2) You can also use the USE_HASH (table_name1 table_name2) prompt to force the use of hash connections.
3) Hash join is used when the data volume of two tables is very different.
4) Hash join is used to perform a hash operation on a table (usually a smaller table) and store it in the hash list. It extracts records from another table and performs a hash operation, find the corresponding value in the hash list for matching.
You can use the ordered prompt to change the default drive table of CBO. You can use the USE_HASH (table_name1 table_name2) prompt to force hash join.
3. SORT MERGE JOIN
A) Perform table access full for each connected table;
B) sort the results of table access full;
C) Perform merge join to merge the sorting results.
The performance overhead of sort merge join is almost in the first two steps. In general, 9i has rarely appeared in the absence of indexes because of its high sorting cost, most of which are replaced by hash join.
Generally, hash join works better than sort merge join. However, if the row source has been sorted, you do not need to sort it when executing sort merge join, in this case, the performance of sort merge join is better than that of hash join.
Sort merge join performs better than nested loops when full table scan is more desirable than "index range scan and then table access through rowid.

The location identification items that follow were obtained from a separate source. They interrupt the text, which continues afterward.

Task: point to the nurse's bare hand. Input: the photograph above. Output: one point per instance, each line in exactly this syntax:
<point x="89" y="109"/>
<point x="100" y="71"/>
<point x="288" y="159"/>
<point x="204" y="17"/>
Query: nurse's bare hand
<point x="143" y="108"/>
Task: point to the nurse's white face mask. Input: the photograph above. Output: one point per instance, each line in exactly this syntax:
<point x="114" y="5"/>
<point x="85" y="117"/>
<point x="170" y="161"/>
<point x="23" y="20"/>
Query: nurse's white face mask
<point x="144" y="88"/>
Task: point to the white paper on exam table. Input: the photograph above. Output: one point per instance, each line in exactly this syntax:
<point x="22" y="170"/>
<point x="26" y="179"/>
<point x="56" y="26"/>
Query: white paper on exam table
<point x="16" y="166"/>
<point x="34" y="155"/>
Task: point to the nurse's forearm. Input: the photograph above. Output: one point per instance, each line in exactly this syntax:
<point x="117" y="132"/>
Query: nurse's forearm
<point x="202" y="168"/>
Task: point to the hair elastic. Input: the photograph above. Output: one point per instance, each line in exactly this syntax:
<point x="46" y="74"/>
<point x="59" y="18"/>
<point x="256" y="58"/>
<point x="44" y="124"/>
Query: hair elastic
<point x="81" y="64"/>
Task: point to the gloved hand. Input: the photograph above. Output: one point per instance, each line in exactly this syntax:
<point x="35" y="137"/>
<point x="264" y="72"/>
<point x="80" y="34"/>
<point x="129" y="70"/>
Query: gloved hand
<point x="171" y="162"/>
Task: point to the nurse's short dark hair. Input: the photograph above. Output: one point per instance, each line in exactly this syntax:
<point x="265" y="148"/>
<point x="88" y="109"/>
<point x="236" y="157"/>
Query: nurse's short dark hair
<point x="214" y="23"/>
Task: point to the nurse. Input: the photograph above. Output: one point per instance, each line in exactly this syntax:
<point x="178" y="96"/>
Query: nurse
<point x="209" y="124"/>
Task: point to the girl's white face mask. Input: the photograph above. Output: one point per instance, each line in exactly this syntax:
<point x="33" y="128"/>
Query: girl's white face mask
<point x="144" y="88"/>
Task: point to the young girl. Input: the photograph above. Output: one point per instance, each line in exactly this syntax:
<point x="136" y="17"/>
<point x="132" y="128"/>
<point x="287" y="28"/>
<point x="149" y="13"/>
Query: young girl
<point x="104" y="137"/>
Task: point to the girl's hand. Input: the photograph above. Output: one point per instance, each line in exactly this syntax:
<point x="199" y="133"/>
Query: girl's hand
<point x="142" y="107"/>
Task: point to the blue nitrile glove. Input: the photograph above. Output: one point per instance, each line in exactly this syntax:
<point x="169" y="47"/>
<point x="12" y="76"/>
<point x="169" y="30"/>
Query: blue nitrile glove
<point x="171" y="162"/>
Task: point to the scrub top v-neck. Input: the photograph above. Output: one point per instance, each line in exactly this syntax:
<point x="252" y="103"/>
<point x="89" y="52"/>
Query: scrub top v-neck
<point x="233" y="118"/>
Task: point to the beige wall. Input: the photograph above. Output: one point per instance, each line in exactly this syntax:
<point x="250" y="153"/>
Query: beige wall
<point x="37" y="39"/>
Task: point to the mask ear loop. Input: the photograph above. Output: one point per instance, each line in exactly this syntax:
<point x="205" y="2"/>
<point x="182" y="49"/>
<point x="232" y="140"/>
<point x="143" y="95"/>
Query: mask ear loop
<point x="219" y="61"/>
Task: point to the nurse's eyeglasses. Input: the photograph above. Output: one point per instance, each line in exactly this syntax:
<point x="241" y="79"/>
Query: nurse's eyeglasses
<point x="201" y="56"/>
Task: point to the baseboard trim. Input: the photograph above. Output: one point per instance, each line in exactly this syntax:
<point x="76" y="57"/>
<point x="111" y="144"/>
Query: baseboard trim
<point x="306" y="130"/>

Key points are as follows:
1) USE_MERGE (table_name1 table_name2) is used to force sort and merge connections.
2) Sort Merge join is used when no index is available and data has been sorted.
3) join procedure: sort the two tables and then merge them.
4) generally, this JOIN method is used only when the following conditions occur:
A) RBO Mode
B) Non-equivalent Association (>,<,>=, <=, <>)
C) bHASH_JOIN_ENABLED = false
D) the data source has been sorted.
E) Merge Join sorts the joined columns of the joined table, extracts data from the sorted table, and matches the data in another sorting table, because merge join requires more sorting, more resources are consumed.
F) like, not like
Generally, where merge join can be used, hash join can achieve better performance.
You can use USE_MERGE (table_name1 table_name2) to force the use of sort merge join.